Australia Considering the Construction of Two of the World’s Tallest Timber Towers
Timber Tower Heights Rise Despite Skyrocketing Costs
Eight of the world’s 139 timber towers are located in Australia, but there are some largescale and impressive projects in the works. Australia’s desire for carbon-negative buildings continues to grow, despite the 25% increase in the cost of timber over the past 2-years and an ongoing timber shortage that continues to constrain the country’s construction industry’s ability to build.
Research from the Council on Tall Buildings and Urban Habitat shows there are 66 timber towers higher than eight stories completed globally, with another 73 either proposed or under construction. The height of timber towers has tripled in the past 10 years.
The world’s tallest timber tower has been pitched for Perth, tipping out tech giant Atlassian’s approved Sydney timber hybrid tower. Grange Development recently filed plans for a $350-million, 50-story timber-hybrid residential tower of 245 apartments.
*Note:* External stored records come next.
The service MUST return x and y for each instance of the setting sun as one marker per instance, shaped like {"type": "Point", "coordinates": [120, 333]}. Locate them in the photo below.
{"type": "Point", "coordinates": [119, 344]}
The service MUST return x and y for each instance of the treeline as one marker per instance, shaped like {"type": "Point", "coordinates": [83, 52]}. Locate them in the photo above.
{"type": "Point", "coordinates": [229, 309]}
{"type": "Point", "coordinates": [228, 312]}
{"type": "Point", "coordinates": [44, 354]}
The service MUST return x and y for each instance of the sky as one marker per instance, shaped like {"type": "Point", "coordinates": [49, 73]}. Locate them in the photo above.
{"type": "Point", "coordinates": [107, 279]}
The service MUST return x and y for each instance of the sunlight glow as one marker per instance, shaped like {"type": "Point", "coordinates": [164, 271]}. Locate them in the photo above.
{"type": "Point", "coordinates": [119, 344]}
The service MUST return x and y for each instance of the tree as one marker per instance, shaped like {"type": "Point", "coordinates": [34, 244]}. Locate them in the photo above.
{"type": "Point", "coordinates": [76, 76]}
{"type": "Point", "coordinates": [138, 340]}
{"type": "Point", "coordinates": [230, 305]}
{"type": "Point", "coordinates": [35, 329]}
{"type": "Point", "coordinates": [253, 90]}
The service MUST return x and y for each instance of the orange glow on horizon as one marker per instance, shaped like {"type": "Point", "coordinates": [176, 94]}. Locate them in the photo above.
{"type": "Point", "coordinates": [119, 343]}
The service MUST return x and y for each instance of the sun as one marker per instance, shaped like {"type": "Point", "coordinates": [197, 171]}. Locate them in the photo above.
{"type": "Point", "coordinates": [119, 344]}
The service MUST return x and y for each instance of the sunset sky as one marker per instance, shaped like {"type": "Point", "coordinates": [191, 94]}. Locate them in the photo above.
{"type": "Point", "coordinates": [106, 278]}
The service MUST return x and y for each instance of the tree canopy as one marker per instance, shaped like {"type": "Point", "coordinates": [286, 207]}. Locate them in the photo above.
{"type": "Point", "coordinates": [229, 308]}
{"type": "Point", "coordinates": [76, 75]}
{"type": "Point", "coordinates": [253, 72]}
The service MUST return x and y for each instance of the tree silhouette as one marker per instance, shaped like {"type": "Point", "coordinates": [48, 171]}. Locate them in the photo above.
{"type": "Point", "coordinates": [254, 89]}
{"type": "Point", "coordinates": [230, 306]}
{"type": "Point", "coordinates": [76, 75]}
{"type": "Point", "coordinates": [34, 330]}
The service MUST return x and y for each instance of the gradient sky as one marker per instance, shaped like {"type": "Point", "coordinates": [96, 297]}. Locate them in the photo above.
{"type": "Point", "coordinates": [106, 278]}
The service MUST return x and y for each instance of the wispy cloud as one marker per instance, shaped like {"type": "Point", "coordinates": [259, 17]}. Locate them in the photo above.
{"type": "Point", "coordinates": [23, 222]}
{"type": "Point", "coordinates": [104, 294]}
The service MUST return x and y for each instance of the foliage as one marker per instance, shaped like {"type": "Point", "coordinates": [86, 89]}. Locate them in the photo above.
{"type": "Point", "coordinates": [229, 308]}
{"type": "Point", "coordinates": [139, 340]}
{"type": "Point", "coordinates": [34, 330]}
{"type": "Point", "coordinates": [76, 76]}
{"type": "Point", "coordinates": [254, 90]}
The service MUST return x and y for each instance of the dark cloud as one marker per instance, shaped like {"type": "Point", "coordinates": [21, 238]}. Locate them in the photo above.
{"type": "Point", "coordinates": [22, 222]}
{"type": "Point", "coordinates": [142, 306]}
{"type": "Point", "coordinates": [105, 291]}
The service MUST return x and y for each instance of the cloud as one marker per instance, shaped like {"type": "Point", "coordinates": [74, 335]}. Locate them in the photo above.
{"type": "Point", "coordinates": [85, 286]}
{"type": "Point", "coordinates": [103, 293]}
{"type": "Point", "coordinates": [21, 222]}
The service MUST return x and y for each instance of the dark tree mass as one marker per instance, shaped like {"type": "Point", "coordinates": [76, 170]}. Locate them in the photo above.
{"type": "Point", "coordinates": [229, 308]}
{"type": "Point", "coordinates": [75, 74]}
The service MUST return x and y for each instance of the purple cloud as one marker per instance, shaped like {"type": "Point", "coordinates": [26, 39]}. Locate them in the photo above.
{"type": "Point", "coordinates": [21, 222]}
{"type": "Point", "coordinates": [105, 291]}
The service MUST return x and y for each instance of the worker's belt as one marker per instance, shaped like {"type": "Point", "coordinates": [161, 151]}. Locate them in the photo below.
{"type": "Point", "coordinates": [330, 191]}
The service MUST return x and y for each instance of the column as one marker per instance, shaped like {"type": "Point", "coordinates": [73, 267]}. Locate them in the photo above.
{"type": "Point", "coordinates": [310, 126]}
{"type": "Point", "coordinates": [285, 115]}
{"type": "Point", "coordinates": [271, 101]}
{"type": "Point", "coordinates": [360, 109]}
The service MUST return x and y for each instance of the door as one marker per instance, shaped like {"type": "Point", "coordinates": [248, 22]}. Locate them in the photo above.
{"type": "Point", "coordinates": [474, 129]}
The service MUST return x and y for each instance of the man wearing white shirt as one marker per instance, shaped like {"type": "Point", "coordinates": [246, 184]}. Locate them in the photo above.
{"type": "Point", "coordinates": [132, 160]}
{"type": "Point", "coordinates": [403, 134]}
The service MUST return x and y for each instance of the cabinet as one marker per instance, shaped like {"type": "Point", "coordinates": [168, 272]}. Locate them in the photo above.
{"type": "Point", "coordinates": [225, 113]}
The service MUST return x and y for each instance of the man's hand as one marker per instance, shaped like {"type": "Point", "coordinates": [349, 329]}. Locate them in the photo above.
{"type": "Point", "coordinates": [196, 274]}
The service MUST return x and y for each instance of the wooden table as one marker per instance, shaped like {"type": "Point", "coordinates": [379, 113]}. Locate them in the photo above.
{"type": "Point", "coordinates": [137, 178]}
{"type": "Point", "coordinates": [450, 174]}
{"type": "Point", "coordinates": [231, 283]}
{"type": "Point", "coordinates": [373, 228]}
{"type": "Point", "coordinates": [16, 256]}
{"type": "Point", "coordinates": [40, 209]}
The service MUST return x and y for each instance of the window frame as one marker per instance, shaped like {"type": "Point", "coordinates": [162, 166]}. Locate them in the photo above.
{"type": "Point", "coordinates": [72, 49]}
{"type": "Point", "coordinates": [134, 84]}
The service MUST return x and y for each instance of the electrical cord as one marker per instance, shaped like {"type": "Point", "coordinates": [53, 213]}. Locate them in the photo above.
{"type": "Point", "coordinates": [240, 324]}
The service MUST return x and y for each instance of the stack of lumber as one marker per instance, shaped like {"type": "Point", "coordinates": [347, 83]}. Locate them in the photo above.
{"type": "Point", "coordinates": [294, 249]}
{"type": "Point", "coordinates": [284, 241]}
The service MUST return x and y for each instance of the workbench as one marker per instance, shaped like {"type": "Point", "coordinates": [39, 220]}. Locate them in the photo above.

At almost 183 meters, the development—to be known as C6—would be the tallest timber building in the world, outreaching Atlassian’s approved Sydney tower by 3 meters.
Grange Development’s managing director, James Dibble, said that the rapidly shifting climate was the main driver behind the carbon-negative building proposed for Perth. “The built environment is one of the three major drivers of catastrophic climate change, alongside transport and agriculture,” Dibble said.
“Timber as a building material has been around for centuries, but only recently has mass timber construction and fabrication methods made it a viable option in masse,” Dibble added. “[The proposal] represents the future of what is possible, except we will deliver it now.”
Embodied carbon accounts for around 20 to 25 percent of a typical building’s total carbon footprint over its lifetime, according to the Green Building Council of Australia. But embodied emissions are hard to eliminate because some of our most common building materials—notably concrete and steel—require process heat and chemical reactions that can’t be easily decarbonized. The development industry is turning to alternative materials, like mass timber, to reduce the amount of concrete and steel in buildings.